Figure 14 clearly highlights localised regions developing large shear strains. Friction is responsible for the shearing of the sand in contact with the bucket skirts. Regions of shearing are seen to develop towards the inside of the bucket. As penetration continues, shear strains at the bottom of the soil plug constantly increase (Figure 14(b)), until clearly defined shear bands in the characteristic inverted ‘V’ shape, with asymmetry around the skirt tips, have developed fully (Figure 14(c)). This is in agreement with the observations made for the suction-assisted deformation mechanism, where the application of suction preferentially causes the soil to flow into the bucket.

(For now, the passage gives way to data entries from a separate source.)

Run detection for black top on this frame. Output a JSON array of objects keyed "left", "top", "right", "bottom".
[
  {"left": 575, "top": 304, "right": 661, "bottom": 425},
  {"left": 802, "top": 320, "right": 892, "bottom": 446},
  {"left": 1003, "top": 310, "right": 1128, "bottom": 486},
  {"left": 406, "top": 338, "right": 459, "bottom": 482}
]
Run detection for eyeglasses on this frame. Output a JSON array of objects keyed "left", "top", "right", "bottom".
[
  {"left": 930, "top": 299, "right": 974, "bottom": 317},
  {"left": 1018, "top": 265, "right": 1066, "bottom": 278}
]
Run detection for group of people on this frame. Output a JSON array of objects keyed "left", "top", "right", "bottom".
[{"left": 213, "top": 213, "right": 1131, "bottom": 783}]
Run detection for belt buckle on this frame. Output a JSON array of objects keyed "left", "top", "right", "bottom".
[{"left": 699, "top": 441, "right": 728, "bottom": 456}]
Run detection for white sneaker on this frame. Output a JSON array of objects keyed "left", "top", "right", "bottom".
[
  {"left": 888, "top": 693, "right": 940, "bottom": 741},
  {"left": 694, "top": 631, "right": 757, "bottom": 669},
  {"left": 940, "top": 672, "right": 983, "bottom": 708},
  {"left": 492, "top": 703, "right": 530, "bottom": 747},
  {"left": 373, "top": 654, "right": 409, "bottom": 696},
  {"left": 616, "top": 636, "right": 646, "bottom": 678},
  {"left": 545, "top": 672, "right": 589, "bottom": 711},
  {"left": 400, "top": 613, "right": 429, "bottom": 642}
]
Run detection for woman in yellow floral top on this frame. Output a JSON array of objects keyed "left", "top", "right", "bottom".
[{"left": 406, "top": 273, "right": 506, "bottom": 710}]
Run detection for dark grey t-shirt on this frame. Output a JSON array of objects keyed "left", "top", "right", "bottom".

Volumetric expansion was consistently experienced above the tips and at the crown of the inverted ‘V’ mechanism within the suction bucket plug (Figure 15), as well as where localised piping took place – that is, where the hydraulic gradients are thought to have reached critical values (Figure 15(c)). The rapid volumetric changes due to piping led to the deletion of several subsets during the PIV analyses (see Section 2.4), with the resulting output indicating variable contraction in the upper part of the soil plug (e.g. Figures 15(c), 17(b) and 17(c)), which is questionable. Shearing generated at the soil−skirt interface appears to be responsible only for minor expansion.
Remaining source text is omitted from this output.